Figure 4.

MSC-derived EVs do not affect the NLRP3-inflammasome, nor the p65 pathway in patients-derived iAstrocytes. (a). Representative WB immunoreactive bands for NLRP3 and P-p65 in patient-derived iAstrocytes differentiated from control (CTR) subjects, C9orf72, and SOD1 patients treated or not 24 h with human MSC-derived EVs. (b,c) Quantitative representation of WB densitometric expression signals for (b) NLRP3 and (c) P-p65 normalized to GAPDH. EV treatments did not show any significant effect on protein expression. Data are presented as means ± SEM of n = 3 independent experiments per patient. One control and 2 patients per group are included (One-way ANOVA, followed by Bonferroni post hoc test). (d–f) ELISA quantification of cytokines, reported as pg/mL, for (d) IL-1β, (e) IL-6 and (f) CCL2, in the conditioned media of iAstrocytes differentiated from control CTR, C9orf72, and SOD1 subjects treated or not 24 h with human MSC-derived EVs.

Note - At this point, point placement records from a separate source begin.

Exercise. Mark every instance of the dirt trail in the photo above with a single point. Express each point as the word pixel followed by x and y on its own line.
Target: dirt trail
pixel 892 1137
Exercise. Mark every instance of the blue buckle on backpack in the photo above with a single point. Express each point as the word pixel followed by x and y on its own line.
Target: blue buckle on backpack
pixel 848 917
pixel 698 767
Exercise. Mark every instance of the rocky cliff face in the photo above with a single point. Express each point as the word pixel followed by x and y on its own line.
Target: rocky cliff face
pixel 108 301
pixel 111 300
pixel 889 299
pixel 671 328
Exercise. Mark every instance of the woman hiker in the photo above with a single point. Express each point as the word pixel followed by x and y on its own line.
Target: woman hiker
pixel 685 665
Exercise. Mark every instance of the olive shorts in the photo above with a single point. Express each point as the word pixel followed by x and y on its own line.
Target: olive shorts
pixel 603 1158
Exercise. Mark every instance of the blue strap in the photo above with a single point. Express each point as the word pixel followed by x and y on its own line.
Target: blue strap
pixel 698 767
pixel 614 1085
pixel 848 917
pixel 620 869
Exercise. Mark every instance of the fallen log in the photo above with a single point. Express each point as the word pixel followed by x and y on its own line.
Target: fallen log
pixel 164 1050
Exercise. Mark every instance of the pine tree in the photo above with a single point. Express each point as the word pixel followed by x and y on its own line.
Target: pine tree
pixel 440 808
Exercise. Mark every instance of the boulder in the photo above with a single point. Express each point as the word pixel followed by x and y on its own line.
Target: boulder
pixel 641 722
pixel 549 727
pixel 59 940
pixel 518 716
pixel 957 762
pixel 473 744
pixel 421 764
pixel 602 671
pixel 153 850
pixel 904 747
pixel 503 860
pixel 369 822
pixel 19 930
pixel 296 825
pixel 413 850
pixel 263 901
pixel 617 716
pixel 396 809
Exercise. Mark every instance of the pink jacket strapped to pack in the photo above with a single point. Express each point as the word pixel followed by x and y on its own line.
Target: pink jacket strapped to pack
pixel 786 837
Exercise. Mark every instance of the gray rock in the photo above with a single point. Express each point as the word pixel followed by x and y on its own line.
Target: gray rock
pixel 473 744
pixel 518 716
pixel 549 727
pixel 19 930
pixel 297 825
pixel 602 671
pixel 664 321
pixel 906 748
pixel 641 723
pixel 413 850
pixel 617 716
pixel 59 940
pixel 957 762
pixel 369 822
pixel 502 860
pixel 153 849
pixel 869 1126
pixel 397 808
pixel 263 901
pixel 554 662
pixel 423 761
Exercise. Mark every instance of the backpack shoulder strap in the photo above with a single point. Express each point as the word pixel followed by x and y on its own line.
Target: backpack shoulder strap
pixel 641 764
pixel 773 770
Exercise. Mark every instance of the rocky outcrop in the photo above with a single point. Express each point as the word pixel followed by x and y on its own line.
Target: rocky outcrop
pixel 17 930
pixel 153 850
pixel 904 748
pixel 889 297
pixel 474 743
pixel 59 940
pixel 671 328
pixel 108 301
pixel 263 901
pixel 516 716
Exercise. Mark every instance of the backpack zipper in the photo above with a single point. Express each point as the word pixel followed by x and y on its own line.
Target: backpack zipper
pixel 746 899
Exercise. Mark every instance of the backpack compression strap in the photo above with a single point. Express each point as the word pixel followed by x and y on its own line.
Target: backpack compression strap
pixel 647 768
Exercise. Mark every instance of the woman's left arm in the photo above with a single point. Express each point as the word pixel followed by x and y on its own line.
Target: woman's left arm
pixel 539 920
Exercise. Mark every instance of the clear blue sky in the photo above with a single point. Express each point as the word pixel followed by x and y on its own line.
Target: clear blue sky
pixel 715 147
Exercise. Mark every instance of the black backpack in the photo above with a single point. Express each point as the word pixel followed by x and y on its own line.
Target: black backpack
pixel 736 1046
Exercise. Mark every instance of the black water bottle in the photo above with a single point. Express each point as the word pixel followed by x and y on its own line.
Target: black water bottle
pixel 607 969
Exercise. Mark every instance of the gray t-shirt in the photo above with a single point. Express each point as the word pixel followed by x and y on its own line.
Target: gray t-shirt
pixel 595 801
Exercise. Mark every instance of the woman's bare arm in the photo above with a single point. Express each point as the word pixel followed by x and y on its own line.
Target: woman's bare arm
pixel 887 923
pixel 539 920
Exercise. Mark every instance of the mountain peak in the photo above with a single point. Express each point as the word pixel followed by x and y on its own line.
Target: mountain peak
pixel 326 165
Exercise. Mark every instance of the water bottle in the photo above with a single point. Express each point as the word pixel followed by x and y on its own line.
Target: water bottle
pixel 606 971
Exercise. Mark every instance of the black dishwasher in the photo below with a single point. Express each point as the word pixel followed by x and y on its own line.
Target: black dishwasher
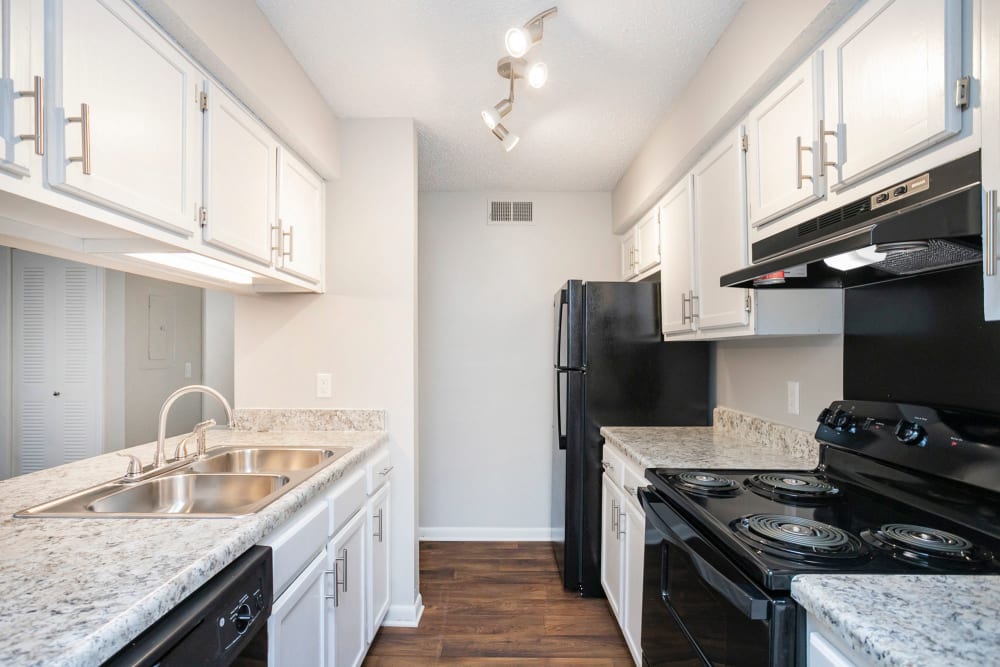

Data are presented as means ± SEM of independent experiments as follows: n = 3–6 for one CTR, n = 4–6 for 2 C9 donors and n = 5–6 for 2 SOD1 donors; statistical significance for p < 0.05 at least (* p < 0.05 vs. untreated iAstrocytes; F_(2,30) = 8.936, F_(2,24) = 2.833, F_(2,30) = 2.677, for IL-1β, IL6 and CCL2, respectively, in untreated vs. EV-treated iAstrocytes; two-way ANOVA with Sidak’s multi comparison test).